On pourrait vous parler de la réalisation cinématographique de Frank Darabont (Les Evadés, La ligne verte, La Brume), avec certains plans à réveiller les morts. De la bande son, ultra-minimale et efficace. De certaines scènes choc, comme celle d'ouverture, qui voit Grimes dégommer à bout portant la tête d'une petite fille zombie. Ou encore du feeling d'être devant un film de George Romero, ambiance western apocalyptique. Mais tout comme Battlestar Galactica était avant tout un grand drama –qui avait pour particularité de se dérouler dans l'espace– The Walking Dead est d'abord une grande série sur des survivants, âpre et sans concession. Il se trouve juste qu'il y a des zombies dedans.

On n'a pas aimé
Allez, histoire de chercher des poux, le cast. Hormis le héros (le British Andrew Lincoln, parfait), le reste sent un peu la série B, avec Sarah Wayne Callies (Prison Break), John Berntal (Eastwick) et Lennie James (Jericho). Par moments, The Walking Dead peut choquer. La violence n'est jamais magnifiée mais on voit des tripes à l'air et des têtes qui explosent comme des citrouilles d'Halloween trop mûres. Ne parlons pas du pauvre cheval à la fin. Pour les estomacs fragiles, mieux vaut éviter de manger des spaghetti en même temps.

La réplique qui tue

«Little girl.
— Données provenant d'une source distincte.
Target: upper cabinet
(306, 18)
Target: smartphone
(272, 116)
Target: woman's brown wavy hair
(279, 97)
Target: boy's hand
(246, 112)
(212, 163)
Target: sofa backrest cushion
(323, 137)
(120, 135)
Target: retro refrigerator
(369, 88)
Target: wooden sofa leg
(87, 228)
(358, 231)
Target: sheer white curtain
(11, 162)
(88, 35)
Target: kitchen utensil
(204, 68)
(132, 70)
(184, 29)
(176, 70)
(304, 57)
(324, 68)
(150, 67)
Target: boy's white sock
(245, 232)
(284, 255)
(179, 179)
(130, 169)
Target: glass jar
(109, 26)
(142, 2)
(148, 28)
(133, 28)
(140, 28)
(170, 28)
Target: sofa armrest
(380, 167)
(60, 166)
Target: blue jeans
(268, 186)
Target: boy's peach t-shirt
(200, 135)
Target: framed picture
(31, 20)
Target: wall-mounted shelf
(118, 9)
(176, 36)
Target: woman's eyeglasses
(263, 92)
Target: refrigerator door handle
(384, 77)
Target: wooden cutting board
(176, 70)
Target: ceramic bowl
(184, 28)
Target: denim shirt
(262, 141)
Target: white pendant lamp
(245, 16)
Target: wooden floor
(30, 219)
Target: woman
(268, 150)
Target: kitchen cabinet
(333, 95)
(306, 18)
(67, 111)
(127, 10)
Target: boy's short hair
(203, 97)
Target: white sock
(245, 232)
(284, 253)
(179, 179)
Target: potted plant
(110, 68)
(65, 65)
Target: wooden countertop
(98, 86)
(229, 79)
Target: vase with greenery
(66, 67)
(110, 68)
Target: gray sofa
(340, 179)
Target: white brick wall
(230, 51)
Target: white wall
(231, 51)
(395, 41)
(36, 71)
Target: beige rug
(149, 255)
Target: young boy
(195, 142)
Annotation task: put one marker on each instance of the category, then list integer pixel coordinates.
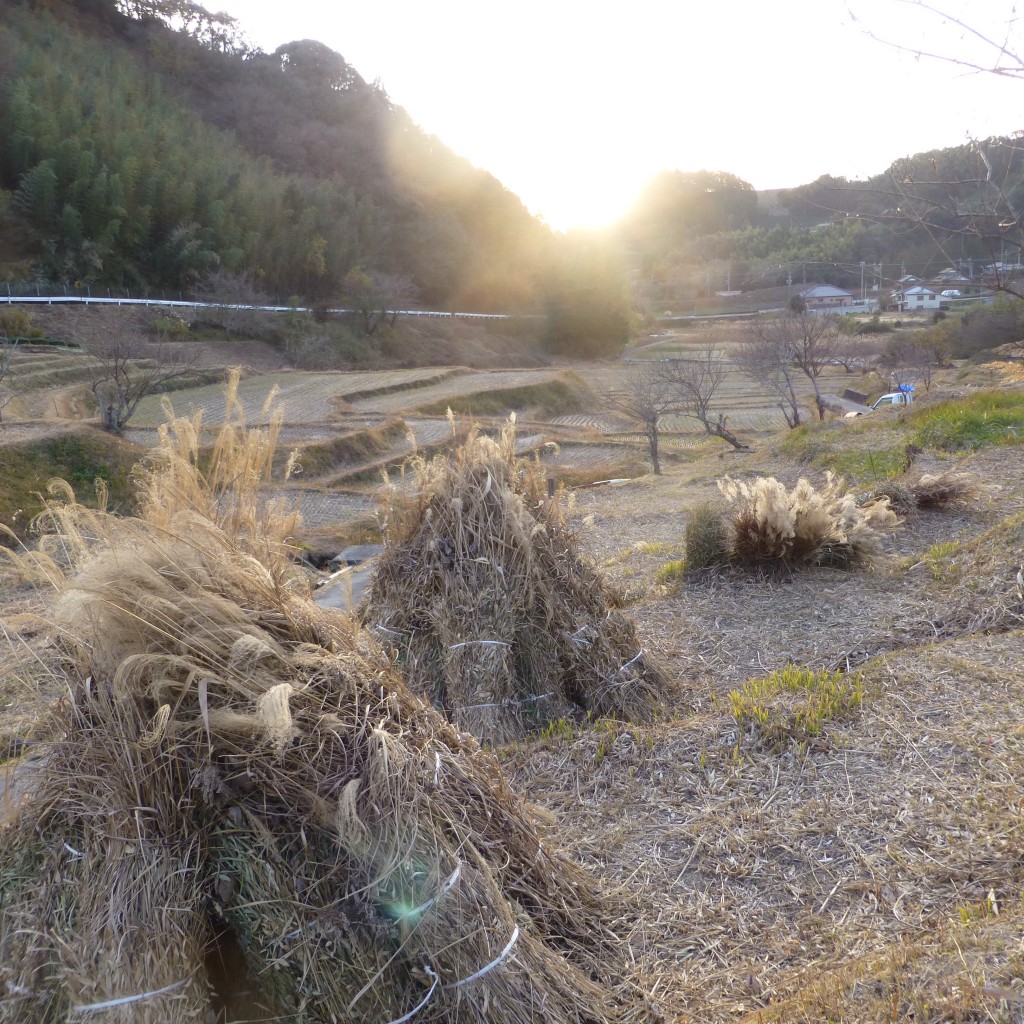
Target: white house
(915, 299)
(826, 297)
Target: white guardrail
(181, 303)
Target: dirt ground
(872, 872)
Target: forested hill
(693, 232)
(137, 155)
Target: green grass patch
(839, 446)
(970, 423)
(79, 458)
(940, 558)
(672, 571)
(796, 704)
(872, 466)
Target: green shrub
(795, 704)
(769, 523)
(705, 537)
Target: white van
(894, 398)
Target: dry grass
(769, 523)
(867, 872)
(233, 758)
(499, 621)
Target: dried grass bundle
(233, 757)
(501, 623)
(768, 522)
(943, 489)
(928, 491)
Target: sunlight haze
(574, 107)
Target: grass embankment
(324, 458)
(875, 448)
(81, 458)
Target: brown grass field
(871, 871)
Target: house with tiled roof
(915, 299)
(826, 297)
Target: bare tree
(7, 347)
(647, 396)
(123, 371)
(696, 382)
(378, 297)
(765, 355)
(805, 341)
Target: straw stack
(498, 620)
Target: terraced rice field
(305, 397)
(454, 387)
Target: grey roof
(825, 292)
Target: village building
(826, 297)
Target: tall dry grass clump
(767, 522)
(500, 622)
(929, 491)
(235, 761)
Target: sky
(574, 104)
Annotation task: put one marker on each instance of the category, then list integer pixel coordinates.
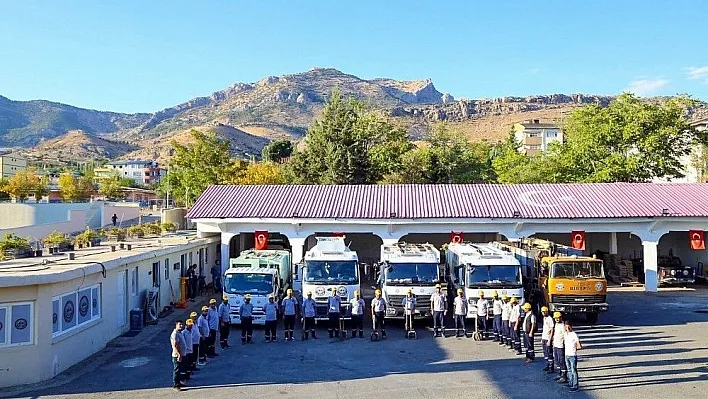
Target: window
(134, 282)
(75, 309)
(16, 324)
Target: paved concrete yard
(647, 346)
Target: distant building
(141, 171)
(11, 163)
(535, 137)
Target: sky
(143, 56)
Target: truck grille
(421, 302)
(578, 299)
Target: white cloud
(646, 87)
(698, 73)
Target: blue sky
(142, 56)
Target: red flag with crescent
(697, 238)
(262, 239)
(456, 238)
(577, 240)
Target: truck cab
(406, 266)
(331, 264)
(260, 273)
(487, 268)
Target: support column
(613, 243)
(651, 280)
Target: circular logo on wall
(83, 306)
(69, 311)
(20, 324)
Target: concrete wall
(49, 356)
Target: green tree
(445, 157)
(277, 150)
(197, 165)
(348, 144)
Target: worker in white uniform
(546, 339)
(358, 306)
(438, 306)
(496, 312)
(290, 309)
(408, 304)
(482, 314)
(309, 311)
(378, 311)
(506, 312)
(529, 326)
(460, 310)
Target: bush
(56, 239)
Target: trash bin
(136, 319)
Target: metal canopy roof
(528, 201)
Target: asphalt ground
(647, 345)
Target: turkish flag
(577, 240)
(261, 239)
(697, 238)
(456, 238)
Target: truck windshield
(491, 275)
(412, 273)
(248, 283)
(331, 272)
(577, 270)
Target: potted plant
(14, 247)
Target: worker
(557, 337)
(358, 306)
(334, 308)
(213, 319)
(271, 325)
(245, 311)
(378, 311)
(515, 325)
(460, 310)
(309, 311)
(203, 326)
(408, 304)
(497, 305)
(529, 326)
(482, 313)
(224, 321)
(546, 339)
(438, 306)
(572, 346)
(178, 352)
(195, 341)
(506, 311)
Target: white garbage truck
(407, 266)
(487, 268)
(259, 273)
(330, 264)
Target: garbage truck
(563, 279)
(259, 273)
(330, 264)
(405, 266)
(475, 267)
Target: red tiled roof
(536, 201)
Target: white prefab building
(634, 221)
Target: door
(122, 299)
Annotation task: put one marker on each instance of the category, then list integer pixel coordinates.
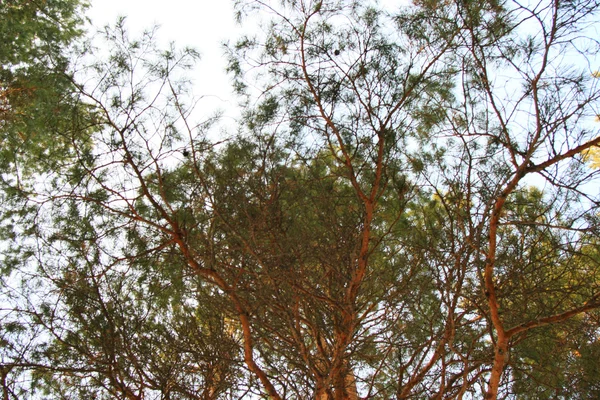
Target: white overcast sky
(201, 24)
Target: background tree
(371, 232)
(40, 115)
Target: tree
(39, 112)
(373, 231)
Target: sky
(201, 24)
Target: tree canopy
(406, 211)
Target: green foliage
(372, 231)
(41, 117)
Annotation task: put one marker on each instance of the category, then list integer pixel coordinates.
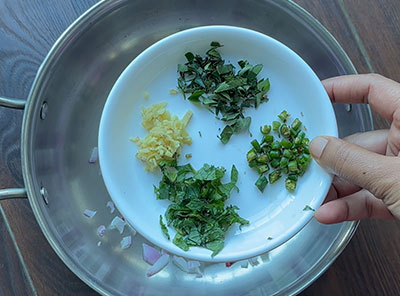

Little Girl, Little Girl, don't be affraid». «MouaaaAAaaa»

A noter
The Walking Dead n'est pas un plagiat de 28 jours plus tard. On répète, The Walking Dead n'est pas un plagiat de 28 jours plus tard. La série est adaptée d'un comics culte de Robert Kirkman, très impliqué sur le projet. Les deux scenarii ont simplement été écrits quasi en même temps.

Les maquillages, c'est Greg Nicotero, qui a bossé sur la plupart des films de zombies de Romero. En plus de Darabont, Gale Anne Hurd complète la dream team (productrice sur quelques petits films comme Aliens, Terminator et Abyss).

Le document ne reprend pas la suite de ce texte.